You may have noticed that the above code does something a bit odd... It creates a thread. There's a reason for this, namely the WebBrowser object has to be in a thread which is STA (Single Threaded Apartment). Normal threads in a ASP.Net web site are not set to STA and as such we need to create a secondary thread that is. So basically the code creates the thread, the thread creates the web browser and waits for it to finish loading the page, in turn when the web browser is done it calls our DocumentCompleted function which saves the Bitmap version of the file. That's all there is to it. If you set the width to -1 it will take the width of the website and if you set the height to -1, it will take the height of the website (in otherwords it captures everything). However you can set the width/height of the output and it will simply pull that information (for instance if you want to see what is above the fold on an 640x480 screen, you would set width = 640 and height = 480).
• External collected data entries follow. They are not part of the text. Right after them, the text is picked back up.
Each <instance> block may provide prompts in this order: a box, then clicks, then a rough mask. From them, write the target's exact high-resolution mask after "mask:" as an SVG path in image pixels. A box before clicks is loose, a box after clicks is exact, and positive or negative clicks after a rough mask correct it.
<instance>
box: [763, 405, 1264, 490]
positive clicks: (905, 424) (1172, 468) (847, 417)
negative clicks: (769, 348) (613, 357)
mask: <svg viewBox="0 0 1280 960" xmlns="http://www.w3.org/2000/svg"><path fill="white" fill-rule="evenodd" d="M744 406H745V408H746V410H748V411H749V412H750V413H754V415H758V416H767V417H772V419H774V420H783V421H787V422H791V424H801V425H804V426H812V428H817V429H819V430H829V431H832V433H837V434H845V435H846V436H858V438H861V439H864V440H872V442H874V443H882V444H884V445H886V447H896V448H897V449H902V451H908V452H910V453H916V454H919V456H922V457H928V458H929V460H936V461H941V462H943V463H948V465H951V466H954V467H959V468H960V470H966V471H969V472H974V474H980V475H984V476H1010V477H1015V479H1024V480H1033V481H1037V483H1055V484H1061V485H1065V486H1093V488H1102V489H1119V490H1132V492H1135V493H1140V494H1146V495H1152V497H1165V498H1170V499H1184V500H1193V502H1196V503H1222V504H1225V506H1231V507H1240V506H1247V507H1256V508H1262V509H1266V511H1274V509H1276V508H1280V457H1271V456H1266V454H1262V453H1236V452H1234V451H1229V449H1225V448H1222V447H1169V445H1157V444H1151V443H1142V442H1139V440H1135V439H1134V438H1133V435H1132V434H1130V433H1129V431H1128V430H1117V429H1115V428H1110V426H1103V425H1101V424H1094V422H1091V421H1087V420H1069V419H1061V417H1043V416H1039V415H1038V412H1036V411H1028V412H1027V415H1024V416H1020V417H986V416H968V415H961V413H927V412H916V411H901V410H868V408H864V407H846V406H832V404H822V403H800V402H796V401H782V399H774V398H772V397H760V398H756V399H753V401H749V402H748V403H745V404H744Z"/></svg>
That's all there is to the code really, but it doesn't exactly get us to the PDF. That's where iTextSharp comes in. To be honest, I'm not going to go over that part in detail (as there are tutorials on how to add an image to a PDF using iTextSharp). However, all you need to do is create a new PDF, add the image to it, output it to a file (or straight into the response stream). But with those two items, you have yourself a free HTML to PDF creator... Anyway, try it out, leave feedback, and happy coding.



Comments

James Craig
February 10, 2010 5:53 PM

Someone pointed out to me that the Thread.Join function actually doesn't work on an IIS server. If you run into that issue, you can simply ignore the Join call. All it does is waits for the thread to end.